README.md•3.62 kB
# mcp-eval
Evaluate result of various queries/prompts using opslevel-mcp.
At the moment is just uses Anthropic's Claude API, but OpenAI support should come soon.
## Setup
Copy the `template.env` to `.env` and set the necessary variables.
```sh
ANTHROPIC_API_KEY='' # required
OPSLEVEL_APP_URL='' # optional
OPSLEVEL_API_TOKEN='' # required
MCP_SERVER_PATH='' # required
```
You can also pass these as flags to the command line.
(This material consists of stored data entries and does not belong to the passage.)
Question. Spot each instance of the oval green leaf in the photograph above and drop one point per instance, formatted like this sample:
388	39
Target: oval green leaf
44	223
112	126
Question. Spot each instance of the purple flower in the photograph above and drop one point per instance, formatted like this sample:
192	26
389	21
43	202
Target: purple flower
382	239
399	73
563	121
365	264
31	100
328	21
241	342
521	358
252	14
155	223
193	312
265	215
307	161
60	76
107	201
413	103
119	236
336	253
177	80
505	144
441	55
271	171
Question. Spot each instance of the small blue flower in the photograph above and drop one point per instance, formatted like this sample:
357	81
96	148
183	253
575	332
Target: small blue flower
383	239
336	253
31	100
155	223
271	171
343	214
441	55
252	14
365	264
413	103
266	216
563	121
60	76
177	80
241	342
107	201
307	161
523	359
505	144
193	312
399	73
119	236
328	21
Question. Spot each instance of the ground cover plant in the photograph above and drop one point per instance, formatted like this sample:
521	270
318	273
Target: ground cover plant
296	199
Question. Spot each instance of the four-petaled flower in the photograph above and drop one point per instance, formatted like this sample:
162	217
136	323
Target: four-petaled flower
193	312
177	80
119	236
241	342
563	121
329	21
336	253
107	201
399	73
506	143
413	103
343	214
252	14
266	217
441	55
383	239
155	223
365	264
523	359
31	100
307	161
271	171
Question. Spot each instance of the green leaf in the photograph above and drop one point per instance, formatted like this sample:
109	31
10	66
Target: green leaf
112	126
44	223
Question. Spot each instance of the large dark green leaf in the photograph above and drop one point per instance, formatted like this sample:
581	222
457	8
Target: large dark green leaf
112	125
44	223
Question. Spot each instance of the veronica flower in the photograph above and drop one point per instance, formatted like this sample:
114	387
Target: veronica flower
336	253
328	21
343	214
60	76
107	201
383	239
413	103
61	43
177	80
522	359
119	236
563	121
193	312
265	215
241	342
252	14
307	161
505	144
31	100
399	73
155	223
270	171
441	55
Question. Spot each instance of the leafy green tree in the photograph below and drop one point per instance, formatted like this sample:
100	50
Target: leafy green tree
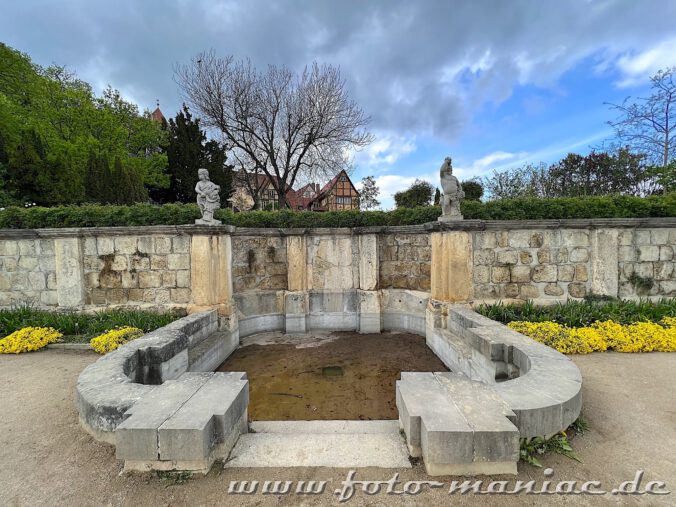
473	189
418	194
188	150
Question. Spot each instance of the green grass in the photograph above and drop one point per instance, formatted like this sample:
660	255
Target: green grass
583	313
81	327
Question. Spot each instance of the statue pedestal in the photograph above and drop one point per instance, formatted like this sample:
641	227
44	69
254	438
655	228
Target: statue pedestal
450	218
201	221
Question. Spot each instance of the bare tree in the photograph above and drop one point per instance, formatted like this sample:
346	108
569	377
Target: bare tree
648	124
293	128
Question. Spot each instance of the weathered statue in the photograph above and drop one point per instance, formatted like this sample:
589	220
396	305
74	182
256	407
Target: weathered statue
453	193
208	198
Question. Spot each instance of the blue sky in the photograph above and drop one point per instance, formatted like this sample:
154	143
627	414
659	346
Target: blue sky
492	83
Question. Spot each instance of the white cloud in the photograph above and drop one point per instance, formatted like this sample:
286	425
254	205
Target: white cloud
637	67
385	150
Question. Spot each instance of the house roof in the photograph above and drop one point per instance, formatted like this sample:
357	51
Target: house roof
157	115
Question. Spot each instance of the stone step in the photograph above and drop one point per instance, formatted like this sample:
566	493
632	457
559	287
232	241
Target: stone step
458	426
326	427
184	424
339	450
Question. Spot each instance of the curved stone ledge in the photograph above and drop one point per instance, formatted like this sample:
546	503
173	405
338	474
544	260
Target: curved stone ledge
108	388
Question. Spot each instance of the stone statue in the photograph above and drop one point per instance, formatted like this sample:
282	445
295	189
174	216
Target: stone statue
453	193
208	198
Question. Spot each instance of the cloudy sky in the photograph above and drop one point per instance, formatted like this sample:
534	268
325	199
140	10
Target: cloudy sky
491	83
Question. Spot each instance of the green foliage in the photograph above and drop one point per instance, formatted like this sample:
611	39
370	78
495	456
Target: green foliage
178	214
582	313
531	448
187	151
473	189
51	122
418	194
82	326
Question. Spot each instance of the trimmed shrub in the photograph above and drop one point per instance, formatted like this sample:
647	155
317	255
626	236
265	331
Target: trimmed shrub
179	214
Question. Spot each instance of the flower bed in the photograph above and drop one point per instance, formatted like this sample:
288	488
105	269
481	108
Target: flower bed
603	335
28	339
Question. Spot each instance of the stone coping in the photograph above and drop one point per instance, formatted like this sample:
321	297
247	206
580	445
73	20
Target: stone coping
461	225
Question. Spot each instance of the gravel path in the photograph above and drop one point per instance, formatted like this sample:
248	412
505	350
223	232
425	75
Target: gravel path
46	459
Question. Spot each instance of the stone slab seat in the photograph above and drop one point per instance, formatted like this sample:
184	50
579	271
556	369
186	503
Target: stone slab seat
458	426
185	424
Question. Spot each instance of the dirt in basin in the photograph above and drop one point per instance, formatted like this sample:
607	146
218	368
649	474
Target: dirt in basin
332	376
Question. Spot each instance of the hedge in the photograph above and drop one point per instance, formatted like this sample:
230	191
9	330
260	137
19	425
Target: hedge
177	214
See `yarn eval --help` for more details
## Prompts
Prompts are kept in `prompts.js`. Each prompt has a `slug` and a `query`.
## Running
The `MCP_SERVER_PATH` environment variable is the path on your local file system that points to the MCP server you want to test.
```
yarn run eval
```
If you don't set the `MCP_SERVER_PATH` environment variable, you must provide the path as a command-line argument.
```
yarn run eval path/to/opslevel-mcp
```
If you provide both the `MCP_SERVER_PATH` variable and the command-line argument, the command-line argument takes precedence.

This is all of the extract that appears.